Speaking to Portuguese journalists in Prague at the end of a two-day meeting of the ministers of foreign affairs of the North Atlantic Treaty Organisation (NATO), the head of Portuguese diplomacy said that “one thing is certain”.
“The money spent by each state on this programme […] will also count towards NATO obligations, that is, towards the target of 2%” of Gross Domestic Product (GDP), which is the threshold stipulated as the target for defence spending by each Allied country, Paulo Rangel explained.
At a time when the total amount and details of the Atlantic Alliance’s financial assistance programme for Ukraine to defend itself and recover from the Russian invasion are being discussed, it is estimated that the total sum could amount to €40 billion per year for a period of five years.

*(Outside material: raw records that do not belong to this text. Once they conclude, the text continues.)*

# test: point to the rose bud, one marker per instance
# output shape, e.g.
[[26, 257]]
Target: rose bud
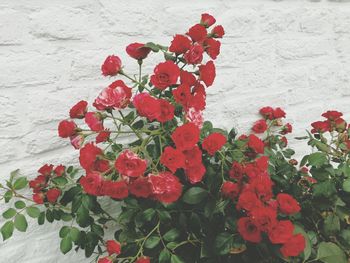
[[111, 66], [137, 51]]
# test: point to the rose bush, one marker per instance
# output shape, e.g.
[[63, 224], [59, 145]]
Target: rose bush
[[181, 190]]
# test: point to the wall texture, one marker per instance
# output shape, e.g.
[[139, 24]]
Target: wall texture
[[294, 54]]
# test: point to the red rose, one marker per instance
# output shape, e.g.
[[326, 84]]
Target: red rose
[[294, 246], [180, 44], [195, 173], [115, 189], [46, 170], [281, 232], [320, 126], [186, 136], [129, 164], [147, 106], [230, 189], [78, 110], [255, 144], [207, 20], [137, 51], [38, 198], [248, 230], [207, 73], [140, 187], [197, 33], [66, 128], [143, 260], [194, 55], [166, 187], [113, 247], [88, 156], [287, 204], [111, 66], [92, 183], [166, 111], [260, 126], [187, 78], [332, 115], [218, 32], [53, 194], [59, 170], [165, 75], [94, 121], [212, 47], [214, 142], [115, 96], [172, 158]]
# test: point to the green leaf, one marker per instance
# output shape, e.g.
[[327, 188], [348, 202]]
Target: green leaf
[[329, 252], [194, 195], [33, 211], [152, 242], [7, 230], [20, 204], [9, 213], [317, 159], [171, 235], [66, 244], [21, 223], [346, 185]]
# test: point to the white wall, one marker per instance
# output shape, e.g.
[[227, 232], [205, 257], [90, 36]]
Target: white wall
[[293, 53]]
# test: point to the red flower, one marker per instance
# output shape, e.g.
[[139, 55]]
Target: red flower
[[332, 115], [92, 183], [129, 164], [249, 230], [113, 247], [197, 33], [218, 32], [137, 51], [46, 169], [165, 75], [194, 55], [212, 47], [207, 73], [255, 144], [78, 110], [111, 66], [140, 187], [260, 126], [186, 136], [294, 246], [66, 128], [38, 198], [115, 96], [88, 156], [166, 187], [143, 260], [115, 189], [287, 204], [180, 44], [94, 121], [214, 142], [281, 232], [230, 190], [147, 106], [207, 20], [59, 170], [166, 111], [53, 194], [172, 158], [195, 173]]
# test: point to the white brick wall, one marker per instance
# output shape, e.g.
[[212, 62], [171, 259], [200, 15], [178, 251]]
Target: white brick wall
[[293, 53]]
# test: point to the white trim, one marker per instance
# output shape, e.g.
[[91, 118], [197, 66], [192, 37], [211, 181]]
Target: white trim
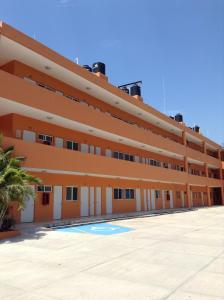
[[50, 171]]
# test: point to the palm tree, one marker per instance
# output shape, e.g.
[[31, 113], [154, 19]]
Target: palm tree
[[14, 181]]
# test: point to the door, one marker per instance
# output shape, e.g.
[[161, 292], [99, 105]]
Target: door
[[182, 199], [108, 153], [98, 150], [91, 201], [145, 200], [136, 158], [98, 201], [84, 148], [57, 202], [153, 199], [91, 149], [171, 199], [109, 200], [163, 199], [27, 214], [202, 199], [29, 136], [148, 199], [138, 199], [84, 207], [58, 142]]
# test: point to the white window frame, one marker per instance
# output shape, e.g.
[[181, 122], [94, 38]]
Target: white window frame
[[44, 188], [72, 187]]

“A figure has not yet been completely finalised, although this figure (…) is the most likely and, in the context of the military spending of all the NATO countries and NATO itself, it is nevertheless a small amount,” said Rangel.
This topic was discussed at the informal meeting of the heads of diplomacy of the Atlantic Alliance, which ends today in the Czech city of Prague.

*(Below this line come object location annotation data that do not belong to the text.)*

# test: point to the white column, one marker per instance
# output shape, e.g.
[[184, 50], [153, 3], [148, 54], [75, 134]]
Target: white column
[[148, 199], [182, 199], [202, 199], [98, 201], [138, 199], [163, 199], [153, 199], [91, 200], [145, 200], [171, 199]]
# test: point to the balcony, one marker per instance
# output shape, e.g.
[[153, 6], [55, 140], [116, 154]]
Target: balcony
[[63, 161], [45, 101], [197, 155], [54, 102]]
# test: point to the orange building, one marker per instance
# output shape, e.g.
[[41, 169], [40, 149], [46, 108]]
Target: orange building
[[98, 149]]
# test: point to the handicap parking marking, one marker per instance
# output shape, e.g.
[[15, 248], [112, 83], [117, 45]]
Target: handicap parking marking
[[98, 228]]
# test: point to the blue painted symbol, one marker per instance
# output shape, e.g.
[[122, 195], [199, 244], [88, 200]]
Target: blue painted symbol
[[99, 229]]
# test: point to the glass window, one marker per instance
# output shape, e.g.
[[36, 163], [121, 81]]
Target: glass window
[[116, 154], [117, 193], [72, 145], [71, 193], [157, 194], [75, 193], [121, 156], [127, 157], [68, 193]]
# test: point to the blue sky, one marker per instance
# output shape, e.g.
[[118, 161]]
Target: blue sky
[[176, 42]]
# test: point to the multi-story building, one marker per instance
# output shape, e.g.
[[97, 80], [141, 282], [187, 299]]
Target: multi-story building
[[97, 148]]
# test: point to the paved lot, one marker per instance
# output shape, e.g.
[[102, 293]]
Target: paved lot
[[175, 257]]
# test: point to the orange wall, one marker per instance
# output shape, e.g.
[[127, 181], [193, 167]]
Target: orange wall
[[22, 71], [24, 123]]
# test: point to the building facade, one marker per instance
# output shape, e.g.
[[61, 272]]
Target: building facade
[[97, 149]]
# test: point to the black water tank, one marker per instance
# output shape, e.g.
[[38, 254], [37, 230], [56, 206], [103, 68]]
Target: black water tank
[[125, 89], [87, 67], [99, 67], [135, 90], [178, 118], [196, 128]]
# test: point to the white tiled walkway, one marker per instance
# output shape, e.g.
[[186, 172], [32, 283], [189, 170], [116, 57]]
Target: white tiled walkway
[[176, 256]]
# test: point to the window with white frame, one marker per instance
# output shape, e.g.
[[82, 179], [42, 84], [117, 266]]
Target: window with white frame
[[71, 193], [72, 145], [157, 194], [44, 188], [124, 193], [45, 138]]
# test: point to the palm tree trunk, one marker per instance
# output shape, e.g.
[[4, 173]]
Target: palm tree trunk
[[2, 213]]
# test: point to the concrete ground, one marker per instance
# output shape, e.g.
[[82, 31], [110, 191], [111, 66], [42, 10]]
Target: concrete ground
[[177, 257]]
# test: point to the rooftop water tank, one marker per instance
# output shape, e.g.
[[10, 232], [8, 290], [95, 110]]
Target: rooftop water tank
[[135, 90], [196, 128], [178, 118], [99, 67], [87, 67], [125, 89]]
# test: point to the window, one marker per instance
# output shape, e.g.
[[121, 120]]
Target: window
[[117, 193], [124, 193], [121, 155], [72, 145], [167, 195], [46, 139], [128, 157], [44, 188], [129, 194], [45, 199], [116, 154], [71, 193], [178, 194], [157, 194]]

“This plan was discussed because just as we (Portugal) made a bilateral agreement for 10 years, following on from what had already been announced at the Vilnius Summit, the agreement between the NATO partners on this matter must also have a time horizon, which is not a war horizon, it’s a post-war horizon and that will make it possible to include these bilateral agreements,” said the Portuguese minister.
This meeting in Prague served to prepare for the main discussion on this and other issues that will take place at the Atlantic Alliance summit in Washington in July, which will be dominated by the Allies’ support for Ukraine, a country “that will certainly one day be a member of NATO”, said Paulo Rangel.

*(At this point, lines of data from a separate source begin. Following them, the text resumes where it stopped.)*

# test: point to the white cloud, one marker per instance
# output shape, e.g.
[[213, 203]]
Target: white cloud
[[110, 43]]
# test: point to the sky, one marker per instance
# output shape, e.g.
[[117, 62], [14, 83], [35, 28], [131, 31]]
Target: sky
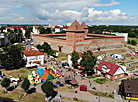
[[93, 12]]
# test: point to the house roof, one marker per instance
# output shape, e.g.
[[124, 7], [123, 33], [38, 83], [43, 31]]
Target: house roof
[[131, 86], [84, 25], [113, 67], [32, 52], [75, 26], [80, 54]]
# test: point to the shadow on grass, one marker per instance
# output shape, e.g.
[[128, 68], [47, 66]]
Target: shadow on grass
[[32, 90]]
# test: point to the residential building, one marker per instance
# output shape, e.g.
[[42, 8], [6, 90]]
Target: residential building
[[77, 38], [60, 28], [129, 89], [17, 27], [33, 57], [35, 30], [80, 57], [111, 71], [4, 38], [118, 34]]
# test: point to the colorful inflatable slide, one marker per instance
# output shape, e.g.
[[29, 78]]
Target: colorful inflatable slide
[[34, 78], [51, 73]]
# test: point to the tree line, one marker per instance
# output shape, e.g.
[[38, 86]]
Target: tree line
[[131, 30]]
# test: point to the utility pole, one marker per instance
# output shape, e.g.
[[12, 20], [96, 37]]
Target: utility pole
[[100, 93], [19, 88]]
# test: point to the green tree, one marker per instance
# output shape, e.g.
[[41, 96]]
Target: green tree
[[75, 57], [39, 47], [47, 88], [5, 83], [43, 30], [8, 30], [28, 32], [88, 61], [12, 52], [46, 47], [25, 85], [133, 42], [12, 39], [2, 29], [51, 52], [128, 41], [19, 31]]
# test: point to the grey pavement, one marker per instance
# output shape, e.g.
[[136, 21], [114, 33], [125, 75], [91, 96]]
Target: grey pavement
[[83, 95]]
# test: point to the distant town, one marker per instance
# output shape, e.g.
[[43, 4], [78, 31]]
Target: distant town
[[67, 63]]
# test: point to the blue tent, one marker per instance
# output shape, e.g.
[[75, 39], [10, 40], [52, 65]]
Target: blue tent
[[40, 70]]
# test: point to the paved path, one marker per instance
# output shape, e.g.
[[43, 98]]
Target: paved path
[[83, 95]]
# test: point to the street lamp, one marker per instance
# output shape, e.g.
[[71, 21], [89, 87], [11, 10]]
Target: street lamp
[[100, 93], [19, 88]]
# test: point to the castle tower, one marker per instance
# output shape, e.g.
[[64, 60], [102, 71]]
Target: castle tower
[[75, 33]]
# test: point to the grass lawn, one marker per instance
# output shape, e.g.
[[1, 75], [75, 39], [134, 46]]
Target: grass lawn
[[34, 97], [103, 94], [71, 99], [22, 71], [133, 39], [132, 46]]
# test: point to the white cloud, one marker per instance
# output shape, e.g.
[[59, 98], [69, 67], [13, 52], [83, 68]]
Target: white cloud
[[62, 12]]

Also to be discussed at the July summit will be the succession to the leadership of NATO, where Dutch Prime Minister Mark Rutte is seen as one of the main candidates, although he is opposed by Hungary and Romania, with Bucharest having its own candidate, Romanian President Klaus Iohannis.
“Mark Rutte has the right profile to be secretary-general of NATO. He has all the necessary skills to do it and to do it as well as (Jens) Stoltenberg did and come in at a particularly difficult time,’ Paulo Rangel told the Portuguese press.